Adult host‐plant preference and larval performance in an oligophagous insect (Chnootriba elaterii)Silvana Piersanti, Valerio Saitta, Manuela Rebora, Gianandrea Salerno
- Insect Science
- Ecology, Evolution, Behavior and Systematics
The present research investigates host preferences and larval development of the melon ladybird Chnootriba elaterii (Rossi) (Coleoptera: Coccinellidae), considering seven Cucurbitaceae plant species (Citrullus lanatus, Cucumis melo, Cucumis sativus, Cucurbita pepo, Cucurbita moschata, Lagenaria siceraria and Luffa aegyptiaca), to determine whether mother host preference is related with larval performance. The damaged area on plant leaves due to insect feeding in dual‐choice experiments was used to evaluate food preferences. Behavioural experiments in a Y‐tube olfactometer tested the role of olfaction in host‐plant selection. Parameters such as development duration and morphometric characters of emerged adults were evaluated to estimate larval performance. Adult females selected watermelon and melon as their favourite food while firmly refusing loofah and calabash. Insects preferred melon over watermelon, but the larval development on melon was slower; moreover, watermelon allowed larvae to develop faster than other tested plants, while loofah did not allow larval development.
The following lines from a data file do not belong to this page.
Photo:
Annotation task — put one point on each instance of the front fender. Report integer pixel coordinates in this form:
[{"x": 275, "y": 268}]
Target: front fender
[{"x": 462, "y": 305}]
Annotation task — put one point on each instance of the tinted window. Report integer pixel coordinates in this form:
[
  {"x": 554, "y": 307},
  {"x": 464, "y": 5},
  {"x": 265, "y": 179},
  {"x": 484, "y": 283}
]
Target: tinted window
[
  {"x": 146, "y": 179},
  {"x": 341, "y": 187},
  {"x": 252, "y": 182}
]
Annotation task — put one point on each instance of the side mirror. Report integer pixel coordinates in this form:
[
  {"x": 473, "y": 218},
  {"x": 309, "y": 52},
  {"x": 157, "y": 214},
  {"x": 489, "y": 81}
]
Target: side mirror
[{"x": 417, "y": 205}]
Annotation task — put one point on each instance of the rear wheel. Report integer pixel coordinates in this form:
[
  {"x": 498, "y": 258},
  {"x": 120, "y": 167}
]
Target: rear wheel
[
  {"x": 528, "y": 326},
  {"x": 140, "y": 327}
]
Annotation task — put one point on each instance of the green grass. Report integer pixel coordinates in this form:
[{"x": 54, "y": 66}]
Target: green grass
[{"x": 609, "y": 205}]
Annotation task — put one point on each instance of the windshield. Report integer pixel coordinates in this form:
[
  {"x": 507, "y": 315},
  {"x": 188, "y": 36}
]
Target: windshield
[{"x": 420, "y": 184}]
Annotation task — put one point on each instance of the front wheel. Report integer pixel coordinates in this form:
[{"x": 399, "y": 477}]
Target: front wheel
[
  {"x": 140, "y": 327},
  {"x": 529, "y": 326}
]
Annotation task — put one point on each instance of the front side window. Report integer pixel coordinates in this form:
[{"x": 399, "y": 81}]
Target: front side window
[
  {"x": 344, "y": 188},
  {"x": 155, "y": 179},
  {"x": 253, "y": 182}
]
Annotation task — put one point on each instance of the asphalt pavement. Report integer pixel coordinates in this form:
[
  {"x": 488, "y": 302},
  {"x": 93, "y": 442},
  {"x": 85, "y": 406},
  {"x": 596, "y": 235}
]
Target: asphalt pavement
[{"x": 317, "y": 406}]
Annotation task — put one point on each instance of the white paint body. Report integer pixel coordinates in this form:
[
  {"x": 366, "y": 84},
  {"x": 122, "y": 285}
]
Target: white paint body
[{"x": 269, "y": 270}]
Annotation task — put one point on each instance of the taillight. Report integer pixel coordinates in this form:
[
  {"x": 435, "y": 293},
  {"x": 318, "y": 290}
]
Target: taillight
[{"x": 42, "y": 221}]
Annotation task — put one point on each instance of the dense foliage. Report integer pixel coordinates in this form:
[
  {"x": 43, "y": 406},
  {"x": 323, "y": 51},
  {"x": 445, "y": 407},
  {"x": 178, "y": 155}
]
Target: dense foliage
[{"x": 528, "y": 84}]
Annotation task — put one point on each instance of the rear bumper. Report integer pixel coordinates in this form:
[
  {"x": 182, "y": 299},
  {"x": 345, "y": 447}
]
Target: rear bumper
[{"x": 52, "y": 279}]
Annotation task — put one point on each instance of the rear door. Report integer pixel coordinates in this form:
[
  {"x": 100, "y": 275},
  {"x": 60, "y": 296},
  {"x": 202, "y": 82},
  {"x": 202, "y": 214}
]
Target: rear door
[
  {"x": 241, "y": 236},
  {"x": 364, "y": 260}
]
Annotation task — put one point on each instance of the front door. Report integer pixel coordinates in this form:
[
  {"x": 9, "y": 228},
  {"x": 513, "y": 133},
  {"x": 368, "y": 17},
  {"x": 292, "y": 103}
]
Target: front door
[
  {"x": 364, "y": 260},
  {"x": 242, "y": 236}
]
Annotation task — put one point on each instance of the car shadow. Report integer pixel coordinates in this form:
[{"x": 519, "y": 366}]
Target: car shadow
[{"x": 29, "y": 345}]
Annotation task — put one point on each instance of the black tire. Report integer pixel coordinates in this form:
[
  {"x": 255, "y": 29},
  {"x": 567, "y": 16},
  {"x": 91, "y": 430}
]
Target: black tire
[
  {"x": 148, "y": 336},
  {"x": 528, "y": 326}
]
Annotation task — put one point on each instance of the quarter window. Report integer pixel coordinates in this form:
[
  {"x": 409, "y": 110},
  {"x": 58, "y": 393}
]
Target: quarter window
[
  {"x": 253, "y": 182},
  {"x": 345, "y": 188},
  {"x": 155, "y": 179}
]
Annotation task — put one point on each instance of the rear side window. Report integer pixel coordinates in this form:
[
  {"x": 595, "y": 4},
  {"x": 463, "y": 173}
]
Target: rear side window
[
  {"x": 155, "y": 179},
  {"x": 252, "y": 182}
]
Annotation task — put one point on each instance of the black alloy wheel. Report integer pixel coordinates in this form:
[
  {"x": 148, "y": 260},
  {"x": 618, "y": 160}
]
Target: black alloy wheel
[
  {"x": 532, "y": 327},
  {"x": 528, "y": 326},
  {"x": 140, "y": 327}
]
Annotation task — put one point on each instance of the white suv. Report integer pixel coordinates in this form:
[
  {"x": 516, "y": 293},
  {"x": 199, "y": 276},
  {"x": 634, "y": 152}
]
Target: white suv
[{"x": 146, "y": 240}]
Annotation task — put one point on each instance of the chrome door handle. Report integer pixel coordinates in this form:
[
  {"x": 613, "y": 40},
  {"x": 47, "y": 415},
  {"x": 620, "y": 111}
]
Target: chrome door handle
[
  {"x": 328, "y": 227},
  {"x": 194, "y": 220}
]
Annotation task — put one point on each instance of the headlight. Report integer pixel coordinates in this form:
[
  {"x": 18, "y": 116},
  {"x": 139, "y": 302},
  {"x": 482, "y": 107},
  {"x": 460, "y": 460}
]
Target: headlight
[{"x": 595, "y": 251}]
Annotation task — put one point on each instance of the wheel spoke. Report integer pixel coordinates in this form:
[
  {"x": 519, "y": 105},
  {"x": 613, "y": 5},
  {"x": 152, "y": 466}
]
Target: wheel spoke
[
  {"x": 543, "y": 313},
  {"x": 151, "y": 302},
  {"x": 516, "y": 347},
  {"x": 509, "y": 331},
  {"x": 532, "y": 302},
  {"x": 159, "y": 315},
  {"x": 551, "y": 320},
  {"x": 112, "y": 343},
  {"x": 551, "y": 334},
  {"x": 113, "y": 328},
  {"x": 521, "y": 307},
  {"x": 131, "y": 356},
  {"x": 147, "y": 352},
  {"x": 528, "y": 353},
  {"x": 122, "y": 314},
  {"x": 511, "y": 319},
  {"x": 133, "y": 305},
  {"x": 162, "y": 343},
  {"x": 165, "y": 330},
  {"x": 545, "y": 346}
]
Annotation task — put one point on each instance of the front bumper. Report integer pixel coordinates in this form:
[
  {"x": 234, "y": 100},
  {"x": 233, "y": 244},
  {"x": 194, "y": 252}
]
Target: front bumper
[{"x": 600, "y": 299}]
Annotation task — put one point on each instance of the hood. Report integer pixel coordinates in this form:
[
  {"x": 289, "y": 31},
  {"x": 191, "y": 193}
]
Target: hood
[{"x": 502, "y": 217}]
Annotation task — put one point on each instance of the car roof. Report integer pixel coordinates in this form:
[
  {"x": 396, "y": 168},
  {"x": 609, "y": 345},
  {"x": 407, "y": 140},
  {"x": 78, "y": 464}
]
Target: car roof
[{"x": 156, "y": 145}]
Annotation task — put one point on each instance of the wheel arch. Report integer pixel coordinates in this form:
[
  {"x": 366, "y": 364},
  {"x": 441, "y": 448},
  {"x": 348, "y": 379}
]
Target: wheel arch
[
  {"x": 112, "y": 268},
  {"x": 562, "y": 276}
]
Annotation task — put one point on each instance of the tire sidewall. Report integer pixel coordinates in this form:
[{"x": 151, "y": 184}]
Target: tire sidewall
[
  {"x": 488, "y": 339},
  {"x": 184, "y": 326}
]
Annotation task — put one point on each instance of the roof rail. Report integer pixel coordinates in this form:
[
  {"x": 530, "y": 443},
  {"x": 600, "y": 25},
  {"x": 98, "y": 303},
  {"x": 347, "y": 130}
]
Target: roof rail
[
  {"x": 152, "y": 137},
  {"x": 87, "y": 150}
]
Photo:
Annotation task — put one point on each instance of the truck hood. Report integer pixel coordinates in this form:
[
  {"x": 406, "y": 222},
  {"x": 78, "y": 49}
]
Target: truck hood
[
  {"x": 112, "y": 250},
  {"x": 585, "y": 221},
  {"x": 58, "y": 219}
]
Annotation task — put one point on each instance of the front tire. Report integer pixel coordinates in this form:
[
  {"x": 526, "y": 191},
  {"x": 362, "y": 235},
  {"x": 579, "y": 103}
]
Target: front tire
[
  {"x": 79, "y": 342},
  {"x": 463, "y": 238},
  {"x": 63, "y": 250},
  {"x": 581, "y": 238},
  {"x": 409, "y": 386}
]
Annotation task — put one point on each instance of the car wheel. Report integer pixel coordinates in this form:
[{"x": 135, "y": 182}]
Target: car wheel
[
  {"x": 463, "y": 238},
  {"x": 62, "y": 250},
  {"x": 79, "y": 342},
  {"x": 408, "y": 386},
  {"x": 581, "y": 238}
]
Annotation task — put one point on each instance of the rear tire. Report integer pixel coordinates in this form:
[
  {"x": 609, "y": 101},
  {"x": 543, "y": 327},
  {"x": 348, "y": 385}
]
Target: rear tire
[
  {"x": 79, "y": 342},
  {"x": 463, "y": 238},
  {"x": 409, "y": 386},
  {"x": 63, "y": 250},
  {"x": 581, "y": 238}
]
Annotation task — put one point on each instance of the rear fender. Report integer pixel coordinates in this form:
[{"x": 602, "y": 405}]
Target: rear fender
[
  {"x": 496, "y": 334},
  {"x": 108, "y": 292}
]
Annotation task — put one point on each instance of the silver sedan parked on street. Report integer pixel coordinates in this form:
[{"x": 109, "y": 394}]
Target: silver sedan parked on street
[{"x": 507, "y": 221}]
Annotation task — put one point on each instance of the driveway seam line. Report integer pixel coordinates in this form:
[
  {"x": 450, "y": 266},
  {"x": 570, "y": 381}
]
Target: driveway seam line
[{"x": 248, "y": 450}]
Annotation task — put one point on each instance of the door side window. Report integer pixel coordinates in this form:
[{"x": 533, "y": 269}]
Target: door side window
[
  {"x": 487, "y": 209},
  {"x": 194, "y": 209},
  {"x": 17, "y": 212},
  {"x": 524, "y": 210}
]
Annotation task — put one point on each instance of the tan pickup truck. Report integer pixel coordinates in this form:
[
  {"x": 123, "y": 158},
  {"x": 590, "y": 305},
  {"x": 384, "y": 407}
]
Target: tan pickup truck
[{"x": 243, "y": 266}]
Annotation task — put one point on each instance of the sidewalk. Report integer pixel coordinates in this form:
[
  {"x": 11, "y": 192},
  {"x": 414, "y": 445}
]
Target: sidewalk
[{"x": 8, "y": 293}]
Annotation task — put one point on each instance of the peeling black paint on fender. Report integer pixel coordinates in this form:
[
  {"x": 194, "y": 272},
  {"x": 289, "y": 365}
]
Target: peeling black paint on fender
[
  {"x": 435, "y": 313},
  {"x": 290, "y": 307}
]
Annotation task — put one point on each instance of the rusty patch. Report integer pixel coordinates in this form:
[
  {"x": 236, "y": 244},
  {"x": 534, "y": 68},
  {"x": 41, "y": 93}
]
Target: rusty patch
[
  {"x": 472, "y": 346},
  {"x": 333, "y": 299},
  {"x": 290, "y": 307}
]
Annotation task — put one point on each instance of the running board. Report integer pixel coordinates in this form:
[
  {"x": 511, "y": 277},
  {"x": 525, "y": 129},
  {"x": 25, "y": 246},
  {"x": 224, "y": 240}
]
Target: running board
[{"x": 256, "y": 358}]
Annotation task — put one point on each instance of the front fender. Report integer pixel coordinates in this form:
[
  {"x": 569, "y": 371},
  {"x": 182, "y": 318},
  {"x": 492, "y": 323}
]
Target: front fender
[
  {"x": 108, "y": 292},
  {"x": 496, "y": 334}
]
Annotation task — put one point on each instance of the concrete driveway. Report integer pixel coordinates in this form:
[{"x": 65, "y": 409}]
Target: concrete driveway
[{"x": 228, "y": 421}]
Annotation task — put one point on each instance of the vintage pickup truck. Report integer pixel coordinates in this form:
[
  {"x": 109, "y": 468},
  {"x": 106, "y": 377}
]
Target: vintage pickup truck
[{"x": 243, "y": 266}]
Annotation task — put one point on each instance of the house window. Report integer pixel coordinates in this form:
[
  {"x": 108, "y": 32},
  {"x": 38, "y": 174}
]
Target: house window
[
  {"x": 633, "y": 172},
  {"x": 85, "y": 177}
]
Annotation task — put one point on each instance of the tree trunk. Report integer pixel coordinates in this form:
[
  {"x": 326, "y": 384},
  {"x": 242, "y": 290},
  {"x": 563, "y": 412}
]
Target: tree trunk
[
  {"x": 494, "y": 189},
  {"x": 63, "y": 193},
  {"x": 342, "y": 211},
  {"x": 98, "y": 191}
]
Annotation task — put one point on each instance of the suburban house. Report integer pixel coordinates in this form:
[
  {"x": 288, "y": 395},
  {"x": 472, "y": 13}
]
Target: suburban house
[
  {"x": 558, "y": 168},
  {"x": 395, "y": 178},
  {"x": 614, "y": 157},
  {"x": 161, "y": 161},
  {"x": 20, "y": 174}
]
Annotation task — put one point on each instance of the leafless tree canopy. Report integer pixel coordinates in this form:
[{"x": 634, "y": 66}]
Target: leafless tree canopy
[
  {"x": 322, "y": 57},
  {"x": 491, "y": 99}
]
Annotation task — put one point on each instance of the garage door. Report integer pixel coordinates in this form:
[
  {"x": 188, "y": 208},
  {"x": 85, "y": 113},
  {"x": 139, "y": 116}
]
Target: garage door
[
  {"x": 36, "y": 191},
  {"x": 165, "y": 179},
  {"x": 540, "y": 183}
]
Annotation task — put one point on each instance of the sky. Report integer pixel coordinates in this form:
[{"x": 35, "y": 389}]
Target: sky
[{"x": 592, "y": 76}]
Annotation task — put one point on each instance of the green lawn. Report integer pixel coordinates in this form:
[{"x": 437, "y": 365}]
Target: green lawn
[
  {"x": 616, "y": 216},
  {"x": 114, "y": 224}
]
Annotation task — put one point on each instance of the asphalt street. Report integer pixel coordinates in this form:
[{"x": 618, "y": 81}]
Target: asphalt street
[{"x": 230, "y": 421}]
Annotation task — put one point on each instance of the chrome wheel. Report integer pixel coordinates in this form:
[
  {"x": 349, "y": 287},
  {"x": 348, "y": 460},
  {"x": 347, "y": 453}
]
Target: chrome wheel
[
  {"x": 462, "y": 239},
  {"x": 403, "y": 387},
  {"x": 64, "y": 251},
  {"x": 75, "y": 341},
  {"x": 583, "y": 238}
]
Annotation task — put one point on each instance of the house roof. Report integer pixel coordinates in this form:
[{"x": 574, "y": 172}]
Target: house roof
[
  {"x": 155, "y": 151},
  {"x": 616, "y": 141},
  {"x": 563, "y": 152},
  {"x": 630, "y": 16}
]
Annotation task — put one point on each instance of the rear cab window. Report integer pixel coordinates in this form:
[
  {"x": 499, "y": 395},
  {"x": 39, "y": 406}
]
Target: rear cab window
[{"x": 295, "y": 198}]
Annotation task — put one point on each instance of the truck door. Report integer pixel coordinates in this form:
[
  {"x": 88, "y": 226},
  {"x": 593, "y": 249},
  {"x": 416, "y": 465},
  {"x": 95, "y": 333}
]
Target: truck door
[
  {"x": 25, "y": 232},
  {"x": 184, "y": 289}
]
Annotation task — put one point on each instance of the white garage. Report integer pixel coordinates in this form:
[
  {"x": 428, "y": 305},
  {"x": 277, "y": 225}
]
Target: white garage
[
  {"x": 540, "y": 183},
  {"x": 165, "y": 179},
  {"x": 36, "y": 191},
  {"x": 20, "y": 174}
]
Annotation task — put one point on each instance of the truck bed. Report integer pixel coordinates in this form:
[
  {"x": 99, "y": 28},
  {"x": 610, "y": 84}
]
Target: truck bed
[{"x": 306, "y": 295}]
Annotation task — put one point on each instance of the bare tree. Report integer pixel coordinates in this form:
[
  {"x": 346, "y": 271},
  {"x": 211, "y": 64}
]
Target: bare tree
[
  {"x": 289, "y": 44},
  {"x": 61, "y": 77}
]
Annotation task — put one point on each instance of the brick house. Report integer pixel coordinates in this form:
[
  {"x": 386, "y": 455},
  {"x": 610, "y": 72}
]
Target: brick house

Larvae fed and developed on melon, pumpkin, zucchini, cucumber and calabash, without strong differences. These results only partially supported the preference‐performance hypothesis suggesting that it could be context dependent. Contrary to expectation, volatile organic compounds (VOCs) belonging to the host, only partially could guide adult females in the olfactometer. This result suggests that long‐distance olfactory stimuli alone cannot provide sufficient information for host‐plant selection in melon ladybirds. Considering the economic relevance of C. elaterii, the results of the present paper answer some basic questions about host‐plant selection for this pest insect, potentially useful to improve control strategies in crops.